Create a new trait named RefreshTestDatabase in /tests folder.

namespace Tests;

use Illuminate\Contracts\Console\Kernel;
use Illuminate\Foundation\Testing\DatabaseTransactions;
use Illuminate\Foundation\Testing\RefreshDatabaseState;
use Symfony\Component\Finder\Finder;

trait RefreshTestDatabase
{
    use DatabaseTransactions;

    protected function refreshTestDatabase(): void
    {
        if (! RefreshDatabaseState::$migrated) {
            $this->runMigrationsIfNecessary();

            $this->app[Kernel::class]->setArtisan(null);

            RefreshDatabaseState::$migrated = true;
        }

        $this->beginDatabaseTransaction();
    }

    protected function runMigrationsIfNecessary(): void
    {
        if (false === $this->identicalChecksum()) {
            $this->createChecksum();
            $this->artisan('migrate:fresh');
        }
    }

    protected function calculateChecksum(): string
    {
        $files = Finder::create()
            ->files()
            ->exclude([
                'factories',
                'seeders',
            ])
            ->in(database_path())
            ->ignoreDotFiles(true)
            ->ignoreVCS(true)
            ->getIterator();

        $files = array_keys(iterator_to_array($files));

        $checksum = collect($files)->map(fn($file) => md5_file($file))->implode('');

        return md5($checksum);
    }

    protected function checksumFilePath(): string
    {
        return base_path('.phpunit.database.checkum');
    }

    protected function createChecksum(): void
    {
        file_put_contents($this->checksumFilePath(), $this->calculateChecksum());
    }

    protected function checksumFileContents(): bool|string
    {
        return file_get_contents($this->checksumFilePath());
    }

    protected function isChecksumExists(): bool
    {
        return file_exists($this->checksumFilePath());
    }

    protected function identicalChecksum(): bool
    {
        if (false === $this->isChecksumExists()) {
            return false;
        }

        if ($this->checksumFileContents() === $this->calculateChecksum()) {
            return true;
        }

        return false;
    }
}

From now and then, you should use the RefreshTestDatabase trait instead of the RefreshDatabase one.

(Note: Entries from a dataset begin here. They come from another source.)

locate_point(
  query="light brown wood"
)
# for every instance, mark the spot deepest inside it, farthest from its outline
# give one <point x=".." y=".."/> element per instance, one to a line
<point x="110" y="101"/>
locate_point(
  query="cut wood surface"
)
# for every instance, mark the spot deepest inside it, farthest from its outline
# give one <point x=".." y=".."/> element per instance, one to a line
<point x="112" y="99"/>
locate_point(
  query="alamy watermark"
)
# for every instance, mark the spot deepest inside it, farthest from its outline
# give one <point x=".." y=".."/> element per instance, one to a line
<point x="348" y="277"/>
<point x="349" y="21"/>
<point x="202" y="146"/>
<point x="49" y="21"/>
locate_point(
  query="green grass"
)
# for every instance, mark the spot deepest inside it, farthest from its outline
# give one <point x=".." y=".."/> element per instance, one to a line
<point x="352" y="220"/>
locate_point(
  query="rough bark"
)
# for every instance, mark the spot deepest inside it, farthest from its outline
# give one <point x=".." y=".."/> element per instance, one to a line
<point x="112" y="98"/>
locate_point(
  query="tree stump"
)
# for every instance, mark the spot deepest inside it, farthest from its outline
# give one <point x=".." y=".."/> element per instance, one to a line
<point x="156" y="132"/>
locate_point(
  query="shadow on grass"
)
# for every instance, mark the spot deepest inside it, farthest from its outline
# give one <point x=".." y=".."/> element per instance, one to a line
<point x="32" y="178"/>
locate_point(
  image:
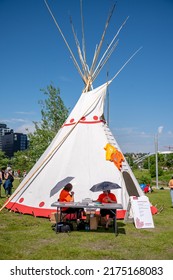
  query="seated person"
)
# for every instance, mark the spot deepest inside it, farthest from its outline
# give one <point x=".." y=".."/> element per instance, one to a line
<point x="107" y="197"/>
<point x="67" y="195"/>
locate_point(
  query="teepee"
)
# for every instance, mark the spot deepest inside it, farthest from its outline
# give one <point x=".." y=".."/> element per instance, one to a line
<point x="84" y="151"/>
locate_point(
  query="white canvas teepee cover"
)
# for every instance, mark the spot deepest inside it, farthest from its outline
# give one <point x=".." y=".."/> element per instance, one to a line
<point x="76" y="152"/>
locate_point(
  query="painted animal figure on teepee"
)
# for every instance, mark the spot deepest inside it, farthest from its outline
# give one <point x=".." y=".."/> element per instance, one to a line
<point x="84" y="151"/>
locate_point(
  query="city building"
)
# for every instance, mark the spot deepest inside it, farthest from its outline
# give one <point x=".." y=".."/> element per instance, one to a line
<point x="3" y="130"/>
<point x="13" y="142"/>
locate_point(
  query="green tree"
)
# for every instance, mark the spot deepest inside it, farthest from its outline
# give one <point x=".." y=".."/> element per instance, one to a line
<point x="54" y="114"/>
<point x="21" y="161"/>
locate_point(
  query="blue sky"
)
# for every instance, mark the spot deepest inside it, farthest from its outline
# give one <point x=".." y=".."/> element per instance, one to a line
<point x="33" y="55"/>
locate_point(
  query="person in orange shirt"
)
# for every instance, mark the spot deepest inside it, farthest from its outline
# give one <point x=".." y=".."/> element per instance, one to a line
<point x="67" y="195"/>
<point x="107" y="197"/>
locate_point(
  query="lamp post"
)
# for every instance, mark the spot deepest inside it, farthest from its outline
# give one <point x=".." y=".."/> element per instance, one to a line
<point x="156" y="153"/>
<point x="160" y="128"/>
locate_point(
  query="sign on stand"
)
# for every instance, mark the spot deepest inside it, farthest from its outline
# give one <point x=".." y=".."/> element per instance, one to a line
<point x="139" y="209"/>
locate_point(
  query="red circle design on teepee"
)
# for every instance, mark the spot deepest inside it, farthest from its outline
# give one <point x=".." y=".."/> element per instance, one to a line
<point x="41" y="204"/>
<point x="21" y="200"/>
<point x="95" y="118"/>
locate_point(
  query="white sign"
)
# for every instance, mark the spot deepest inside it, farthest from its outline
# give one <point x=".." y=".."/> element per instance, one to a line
<point x="141" y="210"/>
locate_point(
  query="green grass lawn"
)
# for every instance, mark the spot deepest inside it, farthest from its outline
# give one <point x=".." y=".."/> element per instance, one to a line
<point x="24" y="237"/>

The next step is to call the refreshTestDatabase method whenever you use the trait in your test files, this is done through the setUpTraits method in the Tests\TestCase file:

namespace Tests;

use Illuminate\Foundation\Testing\RefreshDatabase;
use Illuminate\Foundation\Testing\TestCase as BaseTestCase;

abstract class TestCase extends BaseTestCase
{
    use CreatesApplication;
    use RefreshDatabase;

    protected function setUpTraits()
    {
        $uses = parent::setUpTraits();

        if (isset($uses[RefreshTestDatabase::class])) {
            $this->refreshTestDatabase();
        }

        return $uses;
    }
}

The last step is to add the .phpunit.database.checkum entry into the .gitignore file.

Try to run some tests and depends on the amount of your tests, you might notice a huge difference.

Here is the benchmark for one of my projects, which concist of more than 300 migrations:

  • Without checksum: 9.229 s
  • With checksum: 222.2 ms

That’s all.

I hope you enjoyed reading the post.